2016-11-06 06:04:49 | 映画評
タキさんの押しつけ映画評・85
『47RONIN』


この春(2016年4月)に逝ってしまった滝川浩一君を偲びつつ


 これは、悪友の映画評論家・滝川浩一が、個人的に身内に流している映画評ですが、もったいないので転載したものです。



さぁて、こいつをどう評価するか、結構ややこしい問題ありです。

 一切何も考えず、ファンタジーなんだと、世界観はそのままに受け入れるんだとすれば、まぁ映像は良く出来ていたと評価出来る。

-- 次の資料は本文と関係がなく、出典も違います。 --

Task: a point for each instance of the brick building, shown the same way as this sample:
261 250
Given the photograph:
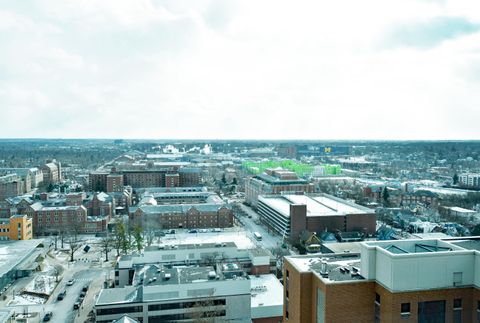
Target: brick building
185 215
17 227
114 183
168 175
10 185
274 181
52 172
388 281
292 214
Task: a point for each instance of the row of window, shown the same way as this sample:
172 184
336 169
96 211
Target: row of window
186 316
173 306
119 310
427 309
162 307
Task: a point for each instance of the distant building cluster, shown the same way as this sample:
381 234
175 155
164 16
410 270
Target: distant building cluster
173 208
148 174
471 180
292 214
274 181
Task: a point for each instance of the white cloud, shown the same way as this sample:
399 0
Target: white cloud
236 69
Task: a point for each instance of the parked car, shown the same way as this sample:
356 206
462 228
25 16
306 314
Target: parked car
47 316
61 295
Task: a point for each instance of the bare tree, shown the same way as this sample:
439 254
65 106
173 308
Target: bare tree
106 244
138 237
57 271
73 240
120 241
278 252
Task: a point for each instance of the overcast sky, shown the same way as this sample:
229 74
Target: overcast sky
221 69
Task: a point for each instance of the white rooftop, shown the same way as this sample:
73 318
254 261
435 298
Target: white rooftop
316 205
267 296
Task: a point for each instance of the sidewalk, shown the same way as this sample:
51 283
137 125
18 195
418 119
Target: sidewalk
89 302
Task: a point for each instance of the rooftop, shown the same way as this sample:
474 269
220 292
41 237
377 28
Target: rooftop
414 246
316 205
266 296
12 253
332 267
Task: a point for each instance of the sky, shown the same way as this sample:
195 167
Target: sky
220 69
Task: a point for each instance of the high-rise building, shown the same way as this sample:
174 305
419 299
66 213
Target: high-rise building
388 281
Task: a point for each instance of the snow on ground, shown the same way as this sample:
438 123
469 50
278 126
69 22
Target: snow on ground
25 299
41 284
240 238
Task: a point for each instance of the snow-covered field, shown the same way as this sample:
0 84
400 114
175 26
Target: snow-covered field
41 284
26 299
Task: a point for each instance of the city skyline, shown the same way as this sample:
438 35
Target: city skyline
380 70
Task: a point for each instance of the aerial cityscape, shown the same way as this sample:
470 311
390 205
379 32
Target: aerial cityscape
220 161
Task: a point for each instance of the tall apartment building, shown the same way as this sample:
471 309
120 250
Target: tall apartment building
168 175
291 214
274 181
207 215
52 172
73 217
469 180
388 281
17 227
97 181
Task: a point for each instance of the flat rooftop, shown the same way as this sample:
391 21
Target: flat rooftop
322 205
150 275
414 246
332 267
266 296
12 253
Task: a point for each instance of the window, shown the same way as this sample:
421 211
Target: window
457 278
377 308
478 311
432 311
457 310
405 308
457 303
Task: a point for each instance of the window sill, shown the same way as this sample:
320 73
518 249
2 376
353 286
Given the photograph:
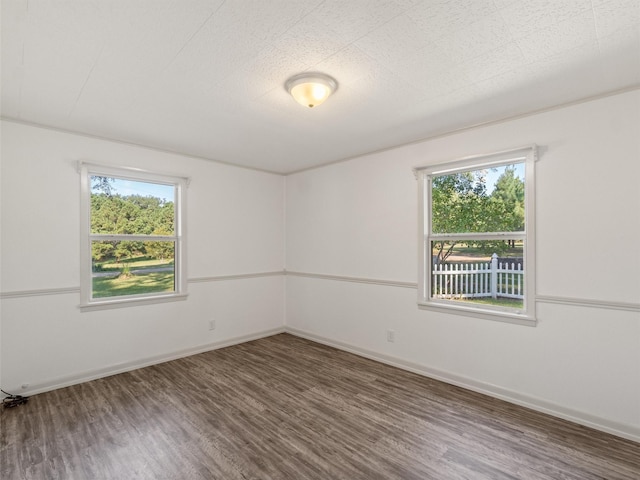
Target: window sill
131 302
506 317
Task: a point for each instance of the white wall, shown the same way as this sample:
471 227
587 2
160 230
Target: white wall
359 219
352 219
235 225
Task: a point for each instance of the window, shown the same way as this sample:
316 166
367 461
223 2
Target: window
477 236
133 229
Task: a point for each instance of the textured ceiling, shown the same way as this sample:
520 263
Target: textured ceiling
205 77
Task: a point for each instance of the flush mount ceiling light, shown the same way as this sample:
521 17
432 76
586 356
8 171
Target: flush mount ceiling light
311 89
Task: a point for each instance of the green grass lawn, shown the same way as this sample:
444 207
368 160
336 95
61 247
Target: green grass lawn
499 302
133 285
133 263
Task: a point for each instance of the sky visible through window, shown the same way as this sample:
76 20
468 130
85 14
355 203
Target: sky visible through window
125 188
494 173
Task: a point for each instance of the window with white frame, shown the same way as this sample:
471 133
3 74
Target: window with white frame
133 237
477 225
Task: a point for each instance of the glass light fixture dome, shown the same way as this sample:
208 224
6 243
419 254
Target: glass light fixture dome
311 89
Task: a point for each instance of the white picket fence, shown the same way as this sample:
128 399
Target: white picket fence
489 279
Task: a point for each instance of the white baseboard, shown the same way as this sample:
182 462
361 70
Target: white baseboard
89 375
621 430
540 405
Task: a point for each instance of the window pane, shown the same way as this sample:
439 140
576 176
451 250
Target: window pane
479 201
132 268
480 272
120 206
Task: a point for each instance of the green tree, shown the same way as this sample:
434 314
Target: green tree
508 197
460 204
112 213
162 250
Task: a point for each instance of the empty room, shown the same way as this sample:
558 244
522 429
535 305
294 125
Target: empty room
320 239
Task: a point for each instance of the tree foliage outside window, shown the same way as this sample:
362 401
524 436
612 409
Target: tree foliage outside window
133 236
461 203
477 231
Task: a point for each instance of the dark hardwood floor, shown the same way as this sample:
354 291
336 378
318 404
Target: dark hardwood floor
287 408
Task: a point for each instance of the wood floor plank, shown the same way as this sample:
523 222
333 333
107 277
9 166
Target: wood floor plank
286 408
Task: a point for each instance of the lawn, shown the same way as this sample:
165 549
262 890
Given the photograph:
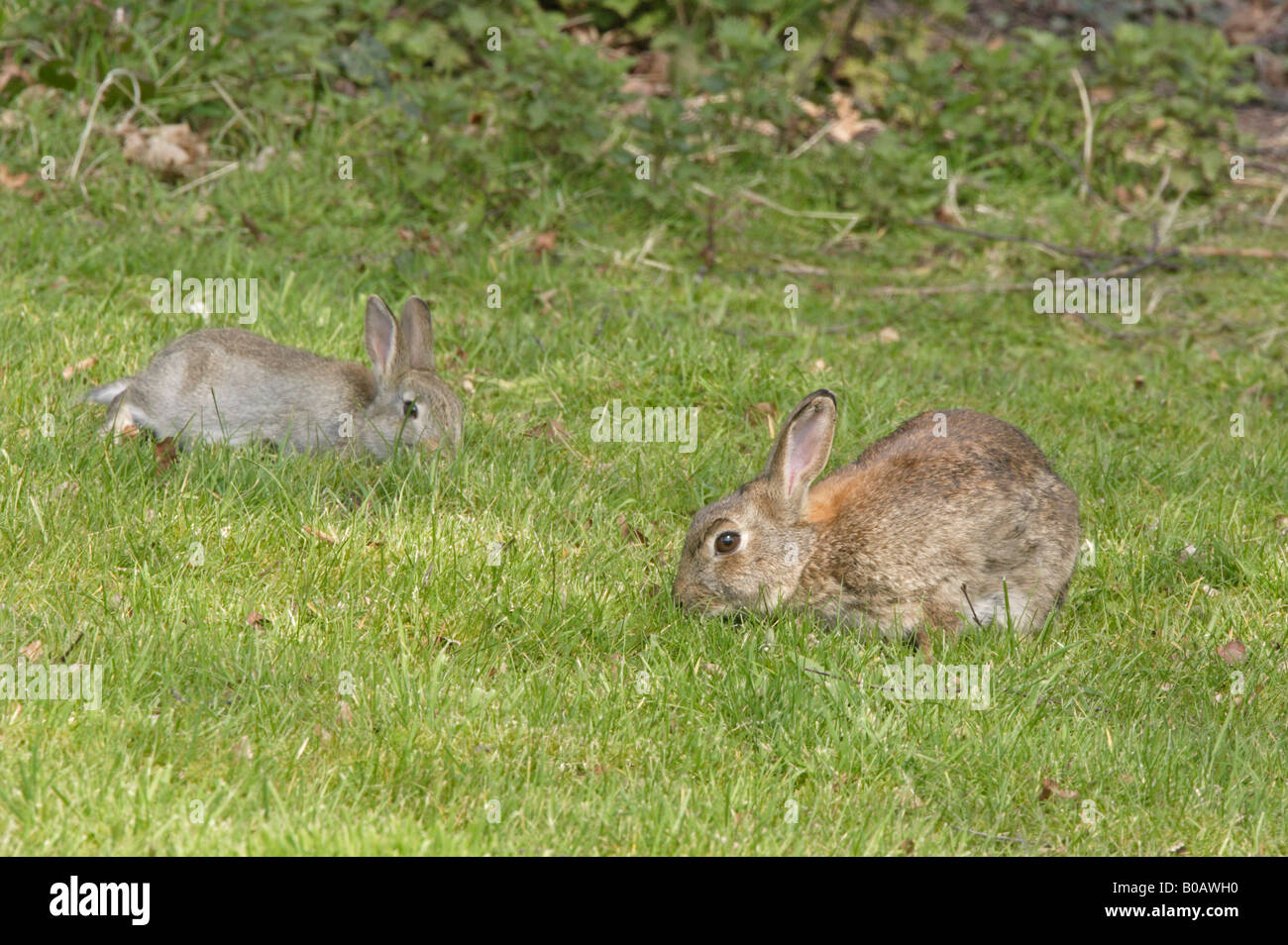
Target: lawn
478 653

 しかし、本作が赤穂浪士四十七士の討ち入りの映画だとするなら、言いたい事は山積み、一々書き連ねたら明日の朝までかかってしまう。だから、これは考えないとして、とりあえずインスパイアされたけど、討ち入りそのものを再現するものではないとして見る。
 にしても、四十七士を知らない外国人がこれを見て、誰に思い入れてどこに感動するのか?

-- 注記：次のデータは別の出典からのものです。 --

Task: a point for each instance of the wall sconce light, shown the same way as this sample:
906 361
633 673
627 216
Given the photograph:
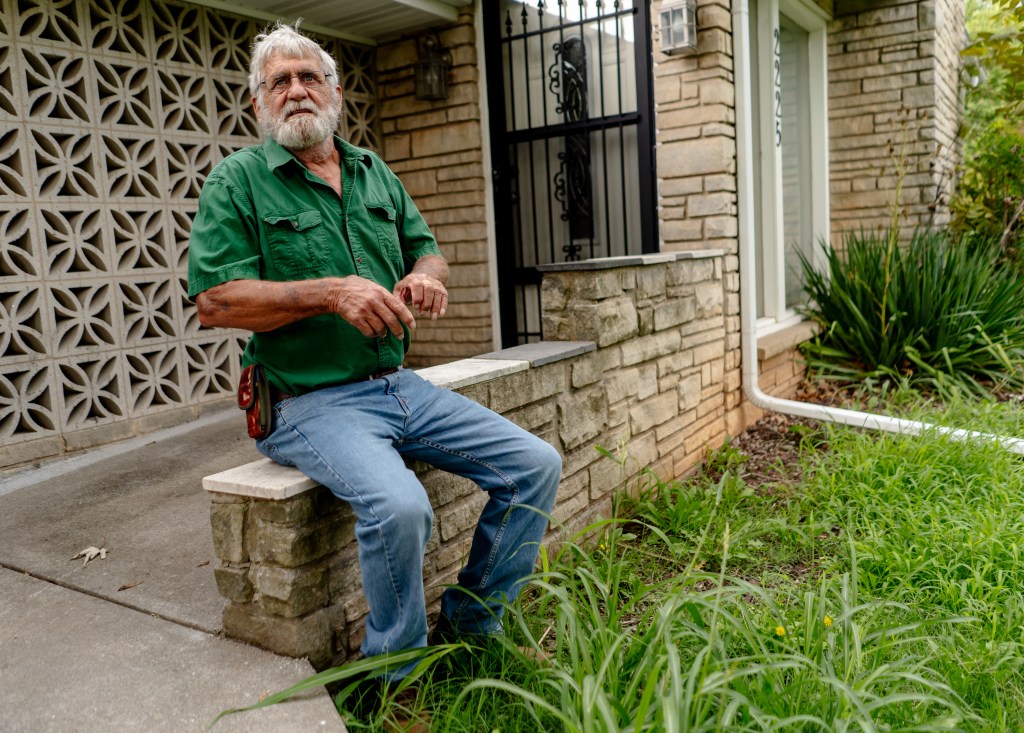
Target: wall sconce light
679 27
431 68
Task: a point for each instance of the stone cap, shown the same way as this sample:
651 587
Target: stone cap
541 352
260 479
603 263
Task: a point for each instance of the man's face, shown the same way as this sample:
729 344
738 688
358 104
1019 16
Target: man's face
297 118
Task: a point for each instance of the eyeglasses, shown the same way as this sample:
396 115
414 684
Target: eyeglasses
283 82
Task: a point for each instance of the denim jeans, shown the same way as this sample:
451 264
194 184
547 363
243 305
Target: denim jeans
352 438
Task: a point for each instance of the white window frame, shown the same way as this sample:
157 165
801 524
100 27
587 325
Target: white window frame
814 22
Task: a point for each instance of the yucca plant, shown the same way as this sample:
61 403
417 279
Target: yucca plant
932 310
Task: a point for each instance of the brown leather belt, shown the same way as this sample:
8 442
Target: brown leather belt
276 395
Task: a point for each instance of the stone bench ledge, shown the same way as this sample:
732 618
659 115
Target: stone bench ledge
269 480
542 352
260 479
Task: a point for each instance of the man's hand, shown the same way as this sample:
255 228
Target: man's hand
370 307
423 292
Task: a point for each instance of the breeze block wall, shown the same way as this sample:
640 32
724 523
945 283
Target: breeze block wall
111 118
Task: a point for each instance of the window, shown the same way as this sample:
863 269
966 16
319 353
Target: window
791 148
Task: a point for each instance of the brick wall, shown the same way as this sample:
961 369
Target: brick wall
436 147
894 104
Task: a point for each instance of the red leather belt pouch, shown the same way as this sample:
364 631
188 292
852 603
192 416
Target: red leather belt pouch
254 397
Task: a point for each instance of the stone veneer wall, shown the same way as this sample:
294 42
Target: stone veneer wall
644 380
695 122
436 147
893 86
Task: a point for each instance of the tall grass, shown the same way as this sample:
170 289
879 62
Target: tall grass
940 312
882 592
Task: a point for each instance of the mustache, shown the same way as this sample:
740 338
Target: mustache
299 105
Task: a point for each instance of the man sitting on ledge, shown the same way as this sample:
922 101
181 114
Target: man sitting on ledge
314 246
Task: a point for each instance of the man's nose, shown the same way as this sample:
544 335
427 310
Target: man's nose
296 90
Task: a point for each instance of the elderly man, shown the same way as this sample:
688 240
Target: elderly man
314 246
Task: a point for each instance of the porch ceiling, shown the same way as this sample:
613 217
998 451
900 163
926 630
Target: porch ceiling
367 22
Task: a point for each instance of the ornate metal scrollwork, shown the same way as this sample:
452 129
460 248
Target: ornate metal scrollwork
573 189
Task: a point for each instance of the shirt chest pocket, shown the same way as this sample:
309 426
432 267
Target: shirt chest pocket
385 223
297 242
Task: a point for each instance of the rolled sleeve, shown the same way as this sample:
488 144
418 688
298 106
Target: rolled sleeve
223 244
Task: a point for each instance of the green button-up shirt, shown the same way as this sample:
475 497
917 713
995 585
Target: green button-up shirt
262 215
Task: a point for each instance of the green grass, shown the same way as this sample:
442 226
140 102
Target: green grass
884 591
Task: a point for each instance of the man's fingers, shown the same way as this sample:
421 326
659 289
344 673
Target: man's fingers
372 309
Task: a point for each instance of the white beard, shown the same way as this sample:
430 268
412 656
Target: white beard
302 132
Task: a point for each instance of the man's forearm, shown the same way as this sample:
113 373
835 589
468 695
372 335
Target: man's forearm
262 305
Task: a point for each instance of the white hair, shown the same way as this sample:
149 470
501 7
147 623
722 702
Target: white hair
286 40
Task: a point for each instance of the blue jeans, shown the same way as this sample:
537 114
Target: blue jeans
352 439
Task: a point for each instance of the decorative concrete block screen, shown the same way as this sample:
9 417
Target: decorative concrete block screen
112 114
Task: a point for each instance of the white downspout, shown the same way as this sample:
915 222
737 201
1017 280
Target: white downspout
748 281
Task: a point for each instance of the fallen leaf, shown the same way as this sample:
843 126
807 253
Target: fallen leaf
91 553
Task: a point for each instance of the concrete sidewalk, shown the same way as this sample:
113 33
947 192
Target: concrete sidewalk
131 642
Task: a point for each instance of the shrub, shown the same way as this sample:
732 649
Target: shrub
934 311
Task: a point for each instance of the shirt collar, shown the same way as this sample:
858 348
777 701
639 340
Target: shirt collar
278 156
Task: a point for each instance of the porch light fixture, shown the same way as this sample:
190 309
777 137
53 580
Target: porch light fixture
432 68
679 27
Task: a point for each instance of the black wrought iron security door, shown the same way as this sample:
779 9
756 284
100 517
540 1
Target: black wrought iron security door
569 96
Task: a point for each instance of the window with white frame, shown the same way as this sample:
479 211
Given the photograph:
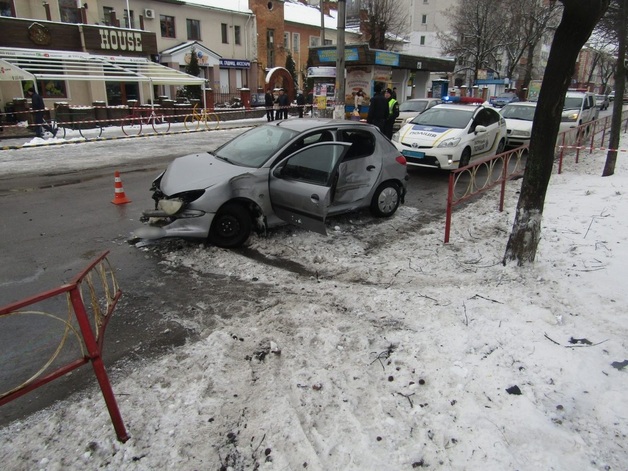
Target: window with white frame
296 42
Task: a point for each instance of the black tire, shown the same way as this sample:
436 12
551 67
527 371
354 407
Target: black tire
231 227
465 158
385 200
501 147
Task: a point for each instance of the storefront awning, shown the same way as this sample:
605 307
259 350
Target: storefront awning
28 64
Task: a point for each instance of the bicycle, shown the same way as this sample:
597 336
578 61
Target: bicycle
159 122
192 122
132 124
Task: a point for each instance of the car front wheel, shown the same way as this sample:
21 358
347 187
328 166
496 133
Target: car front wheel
465 158
231 226
501 147
385 200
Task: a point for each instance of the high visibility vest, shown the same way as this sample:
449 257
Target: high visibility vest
391 105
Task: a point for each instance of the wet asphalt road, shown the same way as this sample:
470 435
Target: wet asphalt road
55 222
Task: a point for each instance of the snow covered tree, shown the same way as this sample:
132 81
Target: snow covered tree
578 20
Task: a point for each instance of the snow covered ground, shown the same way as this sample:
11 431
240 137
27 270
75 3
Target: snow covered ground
380 348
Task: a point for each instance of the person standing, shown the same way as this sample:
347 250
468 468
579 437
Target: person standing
269 101
300 103
39 107
284 102
378 109
393 112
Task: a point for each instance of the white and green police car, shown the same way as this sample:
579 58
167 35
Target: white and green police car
450 135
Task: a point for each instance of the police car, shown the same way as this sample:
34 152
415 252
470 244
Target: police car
450 135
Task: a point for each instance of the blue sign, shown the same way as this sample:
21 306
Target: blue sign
386 58
330 55
235 64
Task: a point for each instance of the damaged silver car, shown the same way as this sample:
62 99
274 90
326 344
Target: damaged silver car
297 171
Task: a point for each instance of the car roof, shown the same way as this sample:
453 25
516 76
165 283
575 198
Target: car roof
522 103
469 107
306 124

 日本の江戸時代に一体どれだけの外国人が知識を持っているのか。ハリウッドは昔から結構無責任に白人以外の歴史物語を英語映画にしてきました。ローマ帝の興亡なんてな同じ白人だからええとしてたら、オードリー/ホセで作った戦争と平和はイデオロギー以前に「こんな物はトルストイ文学の映像化ではない」と攻撃されたわけだし、アンソニー・クインで撮った「フン族の王アッチラ」の物語は当時こんなものはアッチラの物語ではないと主体的に抗議する民族が存在しないながらも「いかがなものか」位の議論はあった。

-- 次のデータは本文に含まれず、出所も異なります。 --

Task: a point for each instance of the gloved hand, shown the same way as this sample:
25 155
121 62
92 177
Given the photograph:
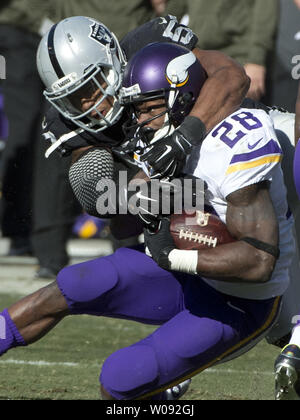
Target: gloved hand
158 198
160 243
167 156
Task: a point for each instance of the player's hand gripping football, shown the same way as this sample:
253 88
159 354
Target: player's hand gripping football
160 243
167 156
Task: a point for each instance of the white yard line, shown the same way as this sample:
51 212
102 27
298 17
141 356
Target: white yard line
37 363
71 364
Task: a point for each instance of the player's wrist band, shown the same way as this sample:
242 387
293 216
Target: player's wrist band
183 260
193 129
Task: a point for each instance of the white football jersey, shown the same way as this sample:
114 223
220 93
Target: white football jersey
240 151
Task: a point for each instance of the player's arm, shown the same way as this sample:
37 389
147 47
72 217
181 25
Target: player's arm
297 119
250 214
221 94
224 89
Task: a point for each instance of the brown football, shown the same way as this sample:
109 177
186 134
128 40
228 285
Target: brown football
198 230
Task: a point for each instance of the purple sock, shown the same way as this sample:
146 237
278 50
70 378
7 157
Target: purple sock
9 334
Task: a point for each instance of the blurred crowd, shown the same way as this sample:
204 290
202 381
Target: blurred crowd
264 36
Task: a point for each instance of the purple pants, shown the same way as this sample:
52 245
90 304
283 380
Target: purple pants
198 326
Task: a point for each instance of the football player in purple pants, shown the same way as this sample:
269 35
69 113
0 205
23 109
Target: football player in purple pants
210 306
76 58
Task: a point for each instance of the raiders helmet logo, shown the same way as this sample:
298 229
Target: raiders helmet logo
100 34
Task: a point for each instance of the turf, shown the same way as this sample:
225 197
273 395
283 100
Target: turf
65 365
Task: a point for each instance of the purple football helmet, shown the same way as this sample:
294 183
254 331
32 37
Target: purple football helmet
164 70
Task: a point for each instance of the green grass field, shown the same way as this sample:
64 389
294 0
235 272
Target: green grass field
65 365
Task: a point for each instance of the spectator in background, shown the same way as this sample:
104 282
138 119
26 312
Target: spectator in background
20 33
243 29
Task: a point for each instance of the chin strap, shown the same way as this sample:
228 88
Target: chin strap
63 139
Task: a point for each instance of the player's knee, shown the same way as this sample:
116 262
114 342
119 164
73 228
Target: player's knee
83 285
130 372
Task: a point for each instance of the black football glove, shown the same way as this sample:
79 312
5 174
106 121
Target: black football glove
167 156
160 243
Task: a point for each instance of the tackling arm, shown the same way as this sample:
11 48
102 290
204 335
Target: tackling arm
223 91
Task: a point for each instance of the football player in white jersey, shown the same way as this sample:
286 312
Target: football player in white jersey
240 153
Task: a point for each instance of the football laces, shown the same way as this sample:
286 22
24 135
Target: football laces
198 237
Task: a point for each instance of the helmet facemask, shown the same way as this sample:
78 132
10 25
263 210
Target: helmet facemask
176 105
104 80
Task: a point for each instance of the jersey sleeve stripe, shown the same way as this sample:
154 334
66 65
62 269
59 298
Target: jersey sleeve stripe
258 162
271 148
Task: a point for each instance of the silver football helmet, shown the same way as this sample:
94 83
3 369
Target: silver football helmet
80 58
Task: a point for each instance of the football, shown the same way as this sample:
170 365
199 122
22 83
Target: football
198 230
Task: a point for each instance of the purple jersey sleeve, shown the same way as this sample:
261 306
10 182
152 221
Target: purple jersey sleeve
162 29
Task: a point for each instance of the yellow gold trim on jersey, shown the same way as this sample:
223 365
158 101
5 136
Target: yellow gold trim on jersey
253 164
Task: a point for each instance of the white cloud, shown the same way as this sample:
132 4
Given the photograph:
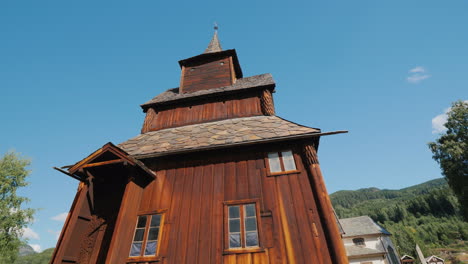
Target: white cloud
30 234
54 232
36 247
418 69
417 74
438 122
60 217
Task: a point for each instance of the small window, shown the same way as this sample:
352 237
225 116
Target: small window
146 237
359 241
281 161
242 226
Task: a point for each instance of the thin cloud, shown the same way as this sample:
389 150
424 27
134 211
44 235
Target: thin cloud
30 234
36 247
60 217
418 69
417 75
54 232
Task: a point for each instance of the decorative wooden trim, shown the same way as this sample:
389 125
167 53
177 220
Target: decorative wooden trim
181 85
267 104
310 155
102 163
282 173
151 114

 はっきり言って、日本人であれば、「忠臣蔵」の話を知悉していればしているほど、入り込みにくい映画です。
 なんもかんも忘れて、ファンタジーと見るにしても、中途半端で 誰に思い入れてどこで感動すりゃいいのか 全く不明。 ファンタジーとして見るには 半端に日本の文化や歴史観に踏み込んでいます。外国人が本作をどう見るのかは分かりませんが 日本人には……う~~むぅ 監督はCM畑の人だとか……元々の脚本に問題があったのは確かながら、MTVやCM出身監督の作品はスタイルを優先させるが為に作品の内実を蔑ろにする傾向があるようです。日本にも 歳だけくって巨匠面している大林某なんてな輩もいますからね(尾道3部作ファンの皆さんごめんなさい)
 これが純然たるファンタジーだというなら変に日本文化ファンだとか忠臣蔵にインスパイアされたとか言わないでいただきたい。日本人は困惑するだけです。日本語スーパー監修のウブカタトウさんはパンフレットにつらつら本作の意味を書いておりますが……私は納得できません。これを否定してしまうと翻案ファンタジーは成り立たないのかもしれませんがね。とにかく、どこを足がかりにして楽しめばいいのか……。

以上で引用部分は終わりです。